Earlier topics (see here) noted the importance of controlling factors which could potentially confound the results of your experiment. In addition, it may be necessary to have treatment groups which serve as controls. There are three main functions of these controls or control groups.
- Serve as a comparison for treatment groups. Suppose we are doing clinical trials on the effectiveness of a new anti-cancer drug. We give the drug to cancer patients, and then monitor their progress, but how do we judge the drug’s success? It may produce a spectacular cure, but this is unlikely. And even a drug which only acts to slow the disease is a substantial benefit for patients. We need to be able to compare those who receive the drug, to those who did not. Those who received no treatment act as a comparison. If the disease proceeds slower and survival is longer in those who received the drug than those who did not, we begin to gain confidence that the new treatment is beneficial.
- Ensure experimental design is appropriate. Experiments give allow us to test our hypothesis under controlled circumstances, but often at the expense of being slightly different from natural conditions (see also field vs. lab). A control can help ensure that our experimental conditions have not seriously changed the thing we are trying to measure. For example, consider an experiment to see if a new pesticide can lower the fertility of aphids (a way of controlling the species). For convenience and cost-effectiveness, we rear our aphids in containers maintained in a lab. Our treatment group receives the pesticide, while the control group does not, and we measure the number of eggs laid per female in each group. In this case our control group acts as a comparison for the treatment group, but we can also compare fertility in this group to that seen in natural conditions. If it is much higher or much lower, we are obviously not reproducing natural conditions well enough, and we must question whether our treatment will have the same effect outside the lab.
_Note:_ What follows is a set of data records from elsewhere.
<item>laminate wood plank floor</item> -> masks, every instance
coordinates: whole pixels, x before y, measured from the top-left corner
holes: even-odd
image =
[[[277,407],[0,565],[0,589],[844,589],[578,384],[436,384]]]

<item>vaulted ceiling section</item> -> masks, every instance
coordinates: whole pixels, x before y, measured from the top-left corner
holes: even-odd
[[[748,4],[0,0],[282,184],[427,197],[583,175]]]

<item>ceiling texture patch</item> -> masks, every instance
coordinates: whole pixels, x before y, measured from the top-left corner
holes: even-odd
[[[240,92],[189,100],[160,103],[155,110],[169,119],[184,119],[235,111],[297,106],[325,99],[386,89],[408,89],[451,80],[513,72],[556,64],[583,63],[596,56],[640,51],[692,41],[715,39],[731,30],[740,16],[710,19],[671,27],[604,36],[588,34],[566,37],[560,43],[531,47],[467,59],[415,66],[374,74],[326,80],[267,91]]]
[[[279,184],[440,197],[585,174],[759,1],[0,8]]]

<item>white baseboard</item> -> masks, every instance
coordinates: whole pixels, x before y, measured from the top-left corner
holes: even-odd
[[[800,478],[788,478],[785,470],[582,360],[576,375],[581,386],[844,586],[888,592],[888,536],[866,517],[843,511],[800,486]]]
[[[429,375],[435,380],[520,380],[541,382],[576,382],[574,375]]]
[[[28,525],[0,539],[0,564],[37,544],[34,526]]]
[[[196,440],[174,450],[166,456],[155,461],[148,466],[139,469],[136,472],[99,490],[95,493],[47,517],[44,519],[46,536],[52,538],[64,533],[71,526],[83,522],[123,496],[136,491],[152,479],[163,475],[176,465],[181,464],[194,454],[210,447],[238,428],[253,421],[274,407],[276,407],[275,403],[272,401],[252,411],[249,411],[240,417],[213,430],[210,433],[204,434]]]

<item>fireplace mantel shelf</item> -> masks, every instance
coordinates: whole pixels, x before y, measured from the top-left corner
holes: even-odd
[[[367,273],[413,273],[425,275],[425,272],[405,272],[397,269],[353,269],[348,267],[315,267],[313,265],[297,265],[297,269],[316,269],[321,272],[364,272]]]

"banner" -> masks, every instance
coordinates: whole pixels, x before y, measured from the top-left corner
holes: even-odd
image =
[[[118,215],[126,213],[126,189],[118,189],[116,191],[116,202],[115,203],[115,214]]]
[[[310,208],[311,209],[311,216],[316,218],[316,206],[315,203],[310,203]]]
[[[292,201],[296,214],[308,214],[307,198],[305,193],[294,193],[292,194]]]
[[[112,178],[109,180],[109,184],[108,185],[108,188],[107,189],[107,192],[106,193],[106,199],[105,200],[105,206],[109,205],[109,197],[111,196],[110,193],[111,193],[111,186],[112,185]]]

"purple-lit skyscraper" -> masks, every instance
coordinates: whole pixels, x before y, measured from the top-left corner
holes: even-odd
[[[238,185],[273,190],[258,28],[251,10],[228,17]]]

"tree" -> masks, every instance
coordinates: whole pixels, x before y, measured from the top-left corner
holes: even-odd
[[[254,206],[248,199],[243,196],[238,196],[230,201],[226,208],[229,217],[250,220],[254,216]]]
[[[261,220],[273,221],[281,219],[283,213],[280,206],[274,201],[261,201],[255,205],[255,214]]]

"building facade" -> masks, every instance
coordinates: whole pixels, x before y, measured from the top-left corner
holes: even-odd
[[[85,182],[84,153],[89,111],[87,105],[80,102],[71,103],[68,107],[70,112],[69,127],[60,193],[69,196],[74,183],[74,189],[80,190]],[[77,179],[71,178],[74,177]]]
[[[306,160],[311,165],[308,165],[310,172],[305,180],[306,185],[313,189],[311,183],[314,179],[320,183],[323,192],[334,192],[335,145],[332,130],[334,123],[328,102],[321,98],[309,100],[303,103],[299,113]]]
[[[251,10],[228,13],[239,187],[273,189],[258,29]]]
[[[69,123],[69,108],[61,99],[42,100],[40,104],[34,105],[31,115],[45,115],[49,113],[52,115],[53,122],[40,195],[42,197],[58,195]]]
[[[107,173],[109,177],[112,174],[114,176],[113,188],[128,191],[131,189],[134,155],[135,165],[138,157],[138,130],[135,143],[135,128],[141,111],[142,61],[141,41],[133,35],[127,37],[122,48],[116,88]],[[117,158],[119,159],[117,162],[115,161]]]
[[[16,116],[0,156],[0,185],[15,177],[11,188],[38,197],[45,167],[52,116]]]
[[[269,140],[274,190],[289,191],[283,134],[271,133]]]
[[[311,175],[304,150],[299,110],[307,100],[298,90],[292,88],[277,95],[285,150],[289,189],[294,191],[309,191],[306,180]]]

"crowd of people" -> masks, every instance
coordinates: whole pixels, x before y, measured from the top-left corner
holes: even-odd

- Help to rule out confounding factors. Sometimes we are unable to isolate our treatment from all other factors which could affect the outcome. For example a fertilizer may need to be dissolved in water for application, and the water might also affect plant growth. More subtly, providing a patient with a drug may not only provide the real benefit of the drug, but a boost to the patient’s morale which could also improve his health (known as the placebo effect). In these cases a control group will need to be set up which receives everything the treatment group receives, except the factor being tested. In the fertilizer experiment the control group must be receive the same amount of water at the same time as the treatment group, but with no fertilizer added. And in the drug test, the control group must receive a sugar pill disguised as the real drug (a placebo).
Positive and Negative Controls:
Our goal in every experiment is to ensure that if we see some effect in our response variable, the only possible explanation is the change we introduced in the manipulated variable. There are two conclusions we can reach in our experiment, and need to rule out errors in both. We may reach a positive conclusion (there is an effect of the treatment), or a negative conclusion (there is no effect of the treatment). Either conclusion may be an error, and controls may be needed to rule out both types of error. Typically, we use a control which should give a positive result if everything is working well (positive control) and a control which should give a negative result if everything is working well (negative control).
For example, if we are using a test to determine whether protein is present in an unknown sample we could conclude either that protein is present (positive result) or that it is not present (negative result). To ensure that the test does not indicate protein is present when it is really absent (called a “false positive”), we would test a sample with no protein (negative control). To ensure that the test does not miss detecting protein when it is really present (false negative), we would test a sample known to contain protein (positive control). If both controls come out as expected, we can be confident in our experimental results, whichever way they turn out.
Controls not always needed:
In some experiments, a distinct control group is not needed as a comparison. Different treatment groups are compared against one another directly. For example an experiment testing the attractiveness of different coloured traps on insects cannot have a control group with no colour. Similarly, an experiment testing the effect of temperature on growth rates in turtles would not need a control without temperature. Note that these experiments would still be controlled, assuming confounding factors were held constant.